Sen. Jeff Flake, R-Ariz., recently touted this rollback of Obama-era regulations while visiting a nuclear power plant in Tonopah, Arizona, bragging that Republicans were able to "reach back into the old administration and pull some of the regulations and start fresh."
Within agencies, the Trump administration has also worked to scrap regulations that it says hindered businesses.
At the Environmental Protection Agency, the administration has revoked several Obama-era policies aimed at reducing pollution and confronting climate change. Trump has signed an executive order to open up oil and gas drilling in the Atlantic and Arctic oceans, while Interior Secretary Ryan Zinke has signed a secretarial order to revisit drilling plans in two reserves in Alaska.
Trump has directed the Labor Department to reverse Obama-era rules imposing restrictions on major banks and investment advisers, and the department's Office of Health and Safety Administration has also rolled back multiple regulations aimed at fostering worker protections. These include the delay of a rule requiring employers report worker injury and illness records so they can be posted online, as well as a decision to minimize publicity when the agency levies major enforcement fines.
Multiple agencies have jettisoned or played down policies aimed at fostering LGBT rights.
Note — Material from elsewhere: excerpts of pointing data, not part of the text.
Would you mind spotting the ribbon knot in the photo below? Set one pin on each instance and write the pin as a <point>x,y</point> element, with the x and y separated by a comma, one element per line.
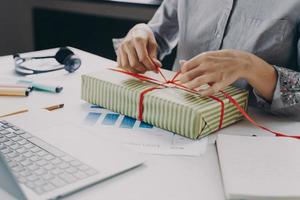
<point>182,87</point>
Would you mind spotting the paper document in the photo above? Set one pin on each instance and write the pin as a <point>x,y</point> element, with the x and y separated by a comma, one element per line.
<point>135,134</point>
<point>259,167</point>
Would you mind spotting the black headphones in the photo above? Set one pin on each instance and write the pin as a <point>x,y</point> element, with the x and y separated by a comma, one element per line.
<point>64,56</point>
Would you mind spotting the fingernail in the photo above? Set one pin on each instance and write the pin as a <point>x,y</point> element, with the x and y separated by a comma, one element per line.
<point>181,62</point>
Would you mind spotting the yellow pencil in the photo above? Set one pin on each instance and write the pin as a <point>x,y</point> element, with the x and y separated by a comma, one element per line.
<point>51,108</point>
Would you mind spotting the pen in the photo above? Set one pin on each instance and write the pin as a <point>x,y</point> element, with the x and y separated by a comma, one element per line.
<point>43,87</point>
<point>55,107</point>
<point>14,91</point>
<point>15,86</point>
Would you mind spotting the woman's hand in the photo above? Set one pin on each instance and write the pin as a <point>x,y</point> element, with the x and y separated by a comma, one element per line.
<point>138,52</point>
<point>222,68</point>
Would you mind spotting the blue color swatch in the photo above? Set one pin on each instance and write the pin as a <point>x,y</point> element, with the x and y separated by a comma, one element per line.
<point>127,122</point>
<point>110,119</point>
<point>96,106</point>
<point>92,117</point>
<point>145,125</point>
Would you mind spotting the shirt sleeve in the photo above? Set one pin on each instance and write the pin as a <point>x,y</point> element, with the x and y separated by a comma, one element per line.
<point>286,97</point>
<point>164,25</point>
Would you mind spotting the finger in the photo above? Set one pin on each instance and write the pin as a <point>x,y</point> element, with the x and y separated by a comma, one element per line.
<point>118,58</point>
<point>152,48</point>
<point>213,89</point>
<point>192,74</point>
<point>141,49</point>
<point>181,62</point>
<point>201,80</point>
<point>133,59</point>
<point>157,64</point>
<point>206,57</point>
<point>123,57</point>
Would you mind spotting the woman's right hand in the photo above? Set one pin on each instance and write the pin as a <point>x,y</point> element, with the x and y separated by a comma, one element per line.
<point>138,51</point>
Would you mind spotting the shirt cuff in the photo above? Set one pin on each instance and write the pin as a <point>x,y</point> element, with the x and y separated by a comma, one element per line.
<point>276,103</point>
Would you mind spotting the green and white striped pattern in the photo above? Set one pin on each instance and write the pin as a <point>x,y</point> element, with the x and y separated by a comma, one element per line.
<point>172,109</point>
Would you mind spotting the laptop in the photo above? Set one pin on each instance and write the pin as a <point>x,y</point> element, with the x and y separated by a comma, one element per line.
<point>56,161</point>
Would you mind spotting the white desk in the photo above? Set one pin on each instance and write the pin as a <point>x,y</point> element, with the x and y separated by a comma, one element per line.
<point>162,177</point>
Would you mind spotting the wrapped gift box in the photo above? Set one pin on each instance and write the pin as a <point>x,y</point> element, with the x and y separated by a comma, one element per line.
<point>169,107</point>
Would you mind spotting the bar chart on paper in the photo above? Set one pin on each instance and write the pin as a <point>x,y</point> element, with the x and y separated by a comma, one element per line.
<point>138,135</point>
<point>107,118</point>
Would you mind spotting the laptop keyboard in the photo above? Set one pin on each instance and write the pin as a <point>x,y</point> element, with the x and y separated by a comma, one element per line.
<point>37,164</point>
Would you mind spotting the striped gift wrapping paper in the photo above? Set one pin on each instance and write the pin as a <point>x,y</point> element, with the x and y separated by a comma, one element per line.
<point>169,108</point>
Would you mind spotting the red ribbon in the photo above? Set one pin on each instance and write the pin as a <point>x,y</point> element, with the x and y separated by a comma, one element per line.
<point>177,85</point>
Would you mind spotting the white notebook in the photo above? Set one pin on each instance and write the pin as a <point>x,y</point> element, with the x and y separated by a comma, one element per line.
<point>259,167</point>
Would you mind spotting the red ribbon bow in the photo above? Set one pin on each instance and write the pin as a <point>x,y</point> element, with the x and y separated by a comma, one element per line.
<point>173,81</point>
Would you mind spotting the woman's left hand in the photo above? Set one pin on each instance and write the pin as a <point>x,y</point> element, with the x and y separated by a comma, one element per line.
<point>222,68</point>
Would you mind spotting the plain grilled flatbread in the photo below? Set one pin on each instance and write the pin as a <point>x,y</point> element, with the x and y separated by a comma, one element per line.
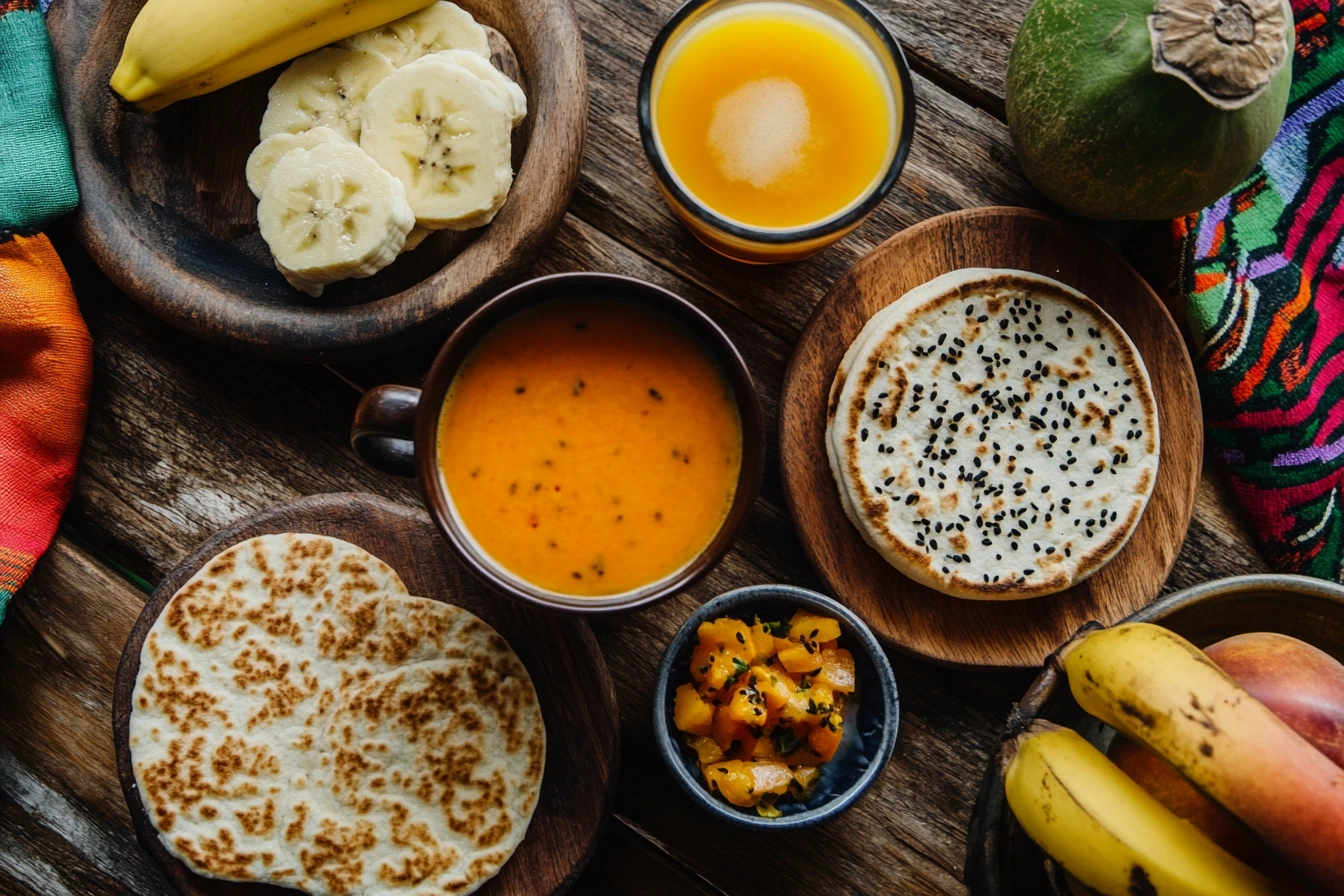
<point>993,434</point>
<point>256,748</point>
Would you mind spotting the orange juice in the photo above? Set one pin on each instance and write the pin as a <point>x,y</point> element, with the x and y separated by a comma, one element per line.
<point>774,114</point>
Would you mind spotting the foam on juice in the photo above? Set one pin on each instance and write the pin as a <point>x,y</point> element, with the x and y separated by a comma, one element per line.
<point>760,130</point>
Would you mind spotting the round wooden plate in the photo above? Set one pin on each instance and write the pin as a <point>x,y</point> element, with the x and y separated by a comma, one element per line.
<point>909,615</point>
<point>575,691</point>
<point>165,211</point>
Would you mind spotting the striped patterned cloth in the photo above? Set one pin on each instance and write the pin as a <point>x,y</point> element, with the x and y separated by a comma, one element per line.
<point>46,360</point>
<point>1264,277</point>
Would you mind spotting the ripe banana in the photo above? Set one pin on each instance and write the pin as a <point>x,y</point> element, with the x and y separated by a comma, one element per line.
<point>1105,829</point>
<point>331,212</point>
<point>179,49</point>
<point>1157,688</point>
<point>440,26</point>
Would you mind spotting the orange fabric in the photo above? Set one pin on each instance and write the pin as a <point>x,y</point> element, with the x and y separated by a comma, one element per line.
<point>46,367</point>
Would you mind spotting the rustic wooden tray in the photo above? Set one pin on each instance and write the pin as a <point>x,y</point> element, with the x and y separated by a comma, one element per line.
<point>575,691</point>
<point>921,621</point>
<point>165,211</point>
<point>1000,859</point>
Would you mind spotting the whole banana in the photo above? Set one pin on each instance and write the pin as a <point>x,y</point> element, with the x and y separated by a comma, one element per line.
<point>1157,688</point>
<point>1105,830</point>
<point>179,49</point>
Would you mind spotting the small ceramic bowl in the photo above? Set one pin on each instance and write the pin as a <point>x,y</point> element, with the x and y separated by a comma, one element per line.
<point>395,430</point>
<point>871,713</point>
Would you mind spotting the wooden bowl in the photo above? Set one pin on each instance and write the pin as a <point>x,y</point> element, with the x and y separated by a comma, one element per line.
<point>1000,859</point>
<point>918,619</point>
<point>165,211</point>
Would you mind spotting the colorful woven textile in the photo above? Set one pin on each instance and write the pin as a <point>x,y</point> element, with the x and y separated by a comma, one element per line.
<point>36,182</point>
<point>46,359</point>
<point>1264,273</point>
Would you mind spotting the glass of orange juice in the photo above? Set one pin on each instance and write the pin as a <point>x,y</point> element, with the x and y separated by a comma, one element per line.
<point>774,126</point>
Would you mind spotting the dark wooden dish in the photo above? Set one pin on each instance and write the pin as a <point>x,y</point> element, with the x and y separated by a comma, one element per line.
<point>1000,859</point>
<point>165,211</point>
<point>921,621</point>
<point>575,691</point>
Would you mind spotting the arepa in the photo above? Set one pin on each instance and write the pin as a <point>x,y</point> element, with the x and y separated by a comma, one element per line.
<point>247,774</point>
<point>993,434</point>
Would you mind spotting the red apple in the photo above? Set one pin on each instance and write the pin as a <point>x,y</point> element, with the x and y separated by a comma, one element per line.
<point>1300,684</point>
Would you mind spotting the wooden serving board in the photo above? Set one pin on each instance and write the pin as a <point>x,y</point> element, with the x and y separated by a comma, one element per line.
<point>167,214</point>
<point>918,619</point>
<point>575,691</point>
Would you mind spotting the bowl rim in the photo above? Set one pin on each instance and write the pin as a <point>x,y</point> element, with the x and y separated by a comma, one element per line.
<point>984,832</point>
<point>671,750</point>
<point>617,286</point>
<point>778,235</point>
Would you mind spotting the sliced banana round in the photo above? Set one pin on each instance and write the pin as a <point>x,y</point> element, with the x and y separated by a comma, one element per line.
<point>331,212</point>
<point>274,148</point>
<point>480,66</point>
<point>440,26</point>
<point>445,135</point>
<point>323,89</point>
<point>417,237</point>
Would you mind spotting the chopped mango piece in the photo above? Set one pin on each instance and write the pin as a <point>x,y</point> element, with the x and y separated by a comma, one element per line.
<point>770,777</point>
<point>762,712</point>
<point>704,750</point>
<point>690,711</point>
<point>807,777</point>
<point>800,660</point>
<point>734,781</point>
<point>746,707</point>
<point>825,738</point>
<point>762,641</point>
<point>812,628</point>
<point>837,670</point>
<point>776,685</point>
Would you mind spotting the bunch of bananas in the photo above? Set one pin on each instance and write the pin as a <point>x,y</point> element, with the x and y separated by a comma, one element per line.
<point>1113,837</point>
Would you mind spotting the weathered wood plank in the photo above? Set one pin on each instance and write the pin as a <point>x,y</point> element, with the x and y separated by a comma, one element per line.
<point>65,825</point>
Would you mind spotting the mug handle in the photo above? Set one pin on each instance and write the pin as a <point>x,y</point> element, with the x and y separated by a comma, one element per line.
<point>382,433</point>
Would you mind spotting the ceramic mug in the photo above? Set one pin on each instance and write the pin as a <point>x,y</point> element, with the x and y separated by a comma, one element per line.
<point>395,430</point>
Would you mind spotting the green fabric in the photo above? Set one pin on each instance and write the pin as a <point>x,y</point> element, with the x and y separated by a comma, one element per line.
<point>36,182</point>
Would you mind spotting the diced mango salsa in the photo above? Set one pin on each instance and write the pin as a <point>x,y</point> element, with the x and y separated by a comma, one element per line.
<point>837,670</point>
<point>761,711</point>
<point>691,712</point>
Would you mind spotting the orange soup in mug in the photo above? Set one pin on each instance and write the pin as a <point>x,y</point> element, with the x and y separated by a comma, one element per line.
<point>590,446</point>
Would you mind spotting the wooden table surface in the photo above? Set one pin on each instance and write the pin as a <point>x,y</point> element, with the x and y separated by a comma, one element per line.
<point>184,438</point>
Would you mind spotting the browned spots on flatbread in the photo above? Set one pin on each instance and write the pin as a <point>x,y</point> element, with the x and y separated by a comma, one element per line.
<point>425,856</point>
<point>295,829</point>
<point>336,855</point>
<point>218,855</point>
<point>258,821</point>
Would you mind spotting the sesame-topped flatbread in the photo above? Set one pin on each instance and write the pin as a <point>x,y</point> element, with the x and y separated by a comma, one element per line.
<point>299,719</point>
<point>993,434</point>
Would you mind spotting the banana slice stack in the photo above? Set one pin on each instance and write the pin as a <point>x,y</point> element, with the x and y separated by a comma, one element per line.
<point>374,143</point>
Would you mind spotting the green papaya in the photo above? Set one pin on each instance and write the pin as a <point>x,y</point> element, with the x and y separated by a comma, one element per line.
<point>1147,109</point>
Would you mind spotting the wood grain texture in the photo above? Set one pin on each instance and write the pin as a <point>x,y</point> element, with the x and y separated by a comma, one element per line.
<point>167,212</point>
<point>919,619</point>
<point>582,751</point>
The Department of Housing and Urban Development revoked guidance for a rule requiring that transgender people stay at the sex-segregated shelter of their choice, while the Health and Human Services department has removed questions about sexual orientation from two of the surveys it conducts. The Justice and Education departments, moreover, withdrew guidance issued last year that instructed school districts to provide transgender students with access to facilities that accord with their chosen gender identity.
And while Republicans continue to try to repeal the Affordable Care Act, the Trump administration has begun to unwind aspects of the legislation through executive action, including no longer enforcing a fine for those who do not have health insurance, broadening exemptions for the contraception mandate and encouraging states to file waivers with the Centers for Medicare and Medicaid Services.
Trump has also proposed significant budget cuts, including reducing the State Department budget by 33 percent, the Environmental Protection Agency by 31 percent, the departments of Agriculture and Labor by 21 percent each, the Department of Health and Human Services by 18 percent, the Commerce Department by 16 percent and the Education Department by 14 percent.
Sen. Richard Blumenthal, D-Conn., said that career employees at the EPA and departments of Labor and State have told him that Trump's "destroy not build" approach is causing harm that could last for decades.
"They see their life's work crumbling, because they see a president taking a sledgehammer to really complex aspects of policy," he said. "They realize there's pros and cons and conflicting interests, and they've tried to reach compromises that he just impulsively destroys because it was a good campaign slogan."